Confession brûlante : ma nuit de sexe sauvage avec Francis après son retour de l’au-delà

On rentre enfin chez nous, main dans la main. Francis a les yeux encore un peu vitreux, après tout ce merdier avec Berthier et ses machines folles. Mais son sourire… putain, il est là, le vrai lui. Je le plaque contre la porte, euh… mes lèvres sur les siennes, affamées. Sa bouche goûte le sel de la sueur, un mélange de peur et de vie. ‘Églantine, j’ai cru ne plus te revoir’, murmure-t-il, sa voix rauque comme du gravier.

Ses mains glissent sous mon chemisier d’infirmière, défaisant les boutons un à un. Pop, pop. Mes seins jaillissent, lourds, les tétons déjà durs comme des cailloux. Il les pince, fort, et je gémis : ‘Oui, comme ça, Francis…’. L’odeur de son corps m’envahit, musquée, virile, après ces heures de tension. Je descends ma main sur sa braguette, zip qui s’ouvre. Sa queue jaillit, raide, veinée, prépuce humide. Je la serre, elle palpite dans ma paume chaude.

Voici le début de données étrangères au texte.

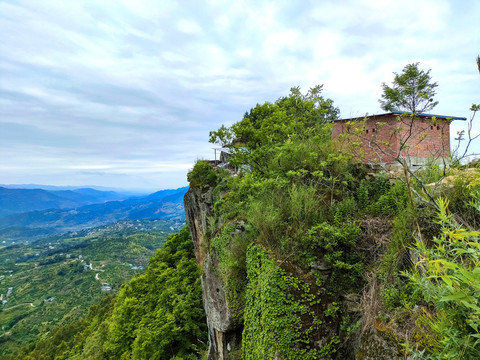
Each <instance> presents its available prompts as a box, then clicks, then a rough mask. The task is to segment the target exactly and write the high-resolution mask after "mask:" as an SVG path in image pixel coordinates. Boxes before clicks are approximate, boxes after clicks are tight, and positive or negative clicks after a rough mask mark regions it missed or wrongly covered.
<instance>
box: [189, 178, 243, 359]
mask: <svg viewBox="0 0 480 360" xmlns="http://www.w3.org/2000/svg"><path fill="white" fill-rule="evenodd" d="M212 190H213V188H212V187H209V186H203V187H190V189H189V190H188V192H187V193H186V194H185V198H184V203H185V217H186V221H187V224H188V226H189V228H190V232H191V234H192V239H193V243H194V247H195V257H196V259H197V263H198V264H199V266H200V268H201V269H202V278H201V280H202V291H203V304H204V308H205V313H206V315H207V325H208V333H209V340H210V348H209V351H208V359H209V360H210V359H211V360H229V359H234V358H235V356H233V355H232V354H235V353H238V351H239V349H240V348H241V335H242V329H241V328H239V327H238V325H236V324H235V323H234V321H233V318H232V314H231V312H230V310H229V308H228V303H227V300H226V296H225V285H224V283H223V280H222V279H221V278H220V277H219V276H218V274H217V273H216V271H215V268H216V267H217V268H218V258H217V256H216V254H215V252H214V251H211V249H210V239H209V229H211V228H212V227H213V228H215V227H216V226H217V224H213V223H212V222H213V221H214V220H213V218H214V216H213V196H212Z"/></svg>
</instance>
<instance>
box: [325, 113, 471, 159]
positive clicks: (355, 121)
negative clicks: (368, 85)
mask: <svg viewBox="0 0 480 360" xmlns="http://www.w3.org/2000/svg"><path fill="white" fill-rule="evenodd" d="M452 120H463V121H465V120H466V118H462V117H455V116H444V115H432V114H417V115H415V116H413V115H412V114H411V113H402V112H400V111H394V112H390V113H385V114H379V115H369V116H365V117H358V118H350V119H341V120H336V121H334V123H333V138H338V137H339V135H340V134H345V135H346V138H345V140H346V141H348V142H349V143H350V145H352V144H353V143H356V144H357V146H356V147H355V151H357V153H358V154H359V156H361V157H362V159H363V161H365V162H369V163H381V164H385V165H391V164H393V163H394V162H395V158H406V159H407V161H408V164H409V165H410V166H422V165H424V164H425V163H426V161H427V159H434V160H439V159H445V158H449V156H450V122H451V121H452Z"/></svg>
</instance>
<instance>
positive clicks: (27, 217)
mask: <svg viewBox="0 0 480 360" xmlns="http://www.w3.org/2000/svg"><path fill="white" fill-rule="evenodd" d="M2 189H3V188H2ZM42 191H43V190H42ZM185 191H186V188H181V189H176V190H163V191H159V192H156V193H154V194H150V195H148V196H140V197H132V198H128V199H125V200H112V201H107V202H105V201H104V202H100V203H97V204H90V205H85V206H81V207H78V208H76V209H61V208H52V209H45V210H34V211H29V212H26V213H18V214H10V215H7V216H4V217H0V224H1V225H0V358H4V357H9V356H15V355H12V354H14V353H15V352H16V351H18V349H20V348H24V347H26V346H27V347H28V344H33V343H35V342H37V341H38V340H39V339H40V338H42V337H43V336H45V335H46V334H48V333H49V332H50V331H52V329H55V328H56V327H58V326H62V325H65V324H69V323H70V322H72V321H75V320H77V319H79V318H82V317H83V316H85V315H86V313H87V311H88V309H89V307H90V306H91V305H92V304H95V303H99V302H100V301H101V300H102V299H104V298H108V297H110V296H111V295H113V294H116V293H117V292H118V290H119V289H120V286H121V285H122V284H123V283H125V282H127V281H128V280H130V279H131V278H132V277H133V276H135V275H137V274H141V273H143V272H144V270H145V268H146V266H147V265H148V262H149V259H150V258H151V257H152V256H153V255H154V254H155V252H156V250H157V249H158V248H161V247H162V246H163V244H164V243H165V240H166V238H167V237H168V236H169V235H171V234H173V233H175V232H177V231H178V230H179V229H181V228H182V227H183V225H184V213H183V194H184V193H185ZM100 193H101V192H100V191H96V196H97V198H104V199H105V198H107V197H108V196H110V195H111V194H103V195H102V194H100ZM2 194H3V195H5V192H3V193H0V204H3V205H4V204H6V203H8V202H14V201H15V199H9V200H8V201H6V200H5V197H1V196H2ZM16 194H17V195H19V196H20V198H19V199H18V201H19V202H22V199H25V193H24V192H21V191H20V192H16ZM9 195H12V192H9ZM37 200H38V199H37ZM41 204H42V201H40V200H38V201H37V203H35V201H34V198H33V197H32V198H30V202H29V206H30V207H40V206H42V205H41Z"/></svg>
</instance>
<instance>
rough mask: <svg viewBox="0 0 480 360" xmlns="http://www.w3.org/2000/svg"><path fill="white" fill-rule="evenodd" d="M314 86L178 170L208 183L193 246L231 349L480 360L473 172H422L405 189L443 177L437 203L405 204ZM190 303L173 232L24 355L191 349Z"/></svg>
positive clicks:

Le retour de Francis et notre désir qui explose

Je le pousse sur le lit, à genoux sur lui. ‘Laisse-moi te sucer, mon amour. T’es à moi maintenant.’ Ma langue lèche le gland, goût salé, un peu amer. Slurp, slurp, j’avale plus profond, mes lèvres étirées autour de sa bite épaisse. Il grogne, ‘Oh bordel, Églantine… t’es une salope divine’. Ses doigts dans mes cheveux blonds, il guide mes mouvements, culbutant ma gorge. Glouglou, la bave coule sur mes mentons, colle à sa peau.

Je remonte, haletante, et m’empale sur lui. Missionnaire d’abord, lentes va-et-vient. Sa queue me remplit, étire ma chatte trempée. Schlop, schlop, le bruit humide de nos sexes qui claquent. ‘Plus fort ! Baise-moi comme si t’étais mort de faim !’ je crie. Il accélère, ses hanches claquent contre mes cuisses, paff paff. Odeur de sexe qui monte, moite, animale. Mes ongles dans son dos, je griffe, il hurle de plaisir.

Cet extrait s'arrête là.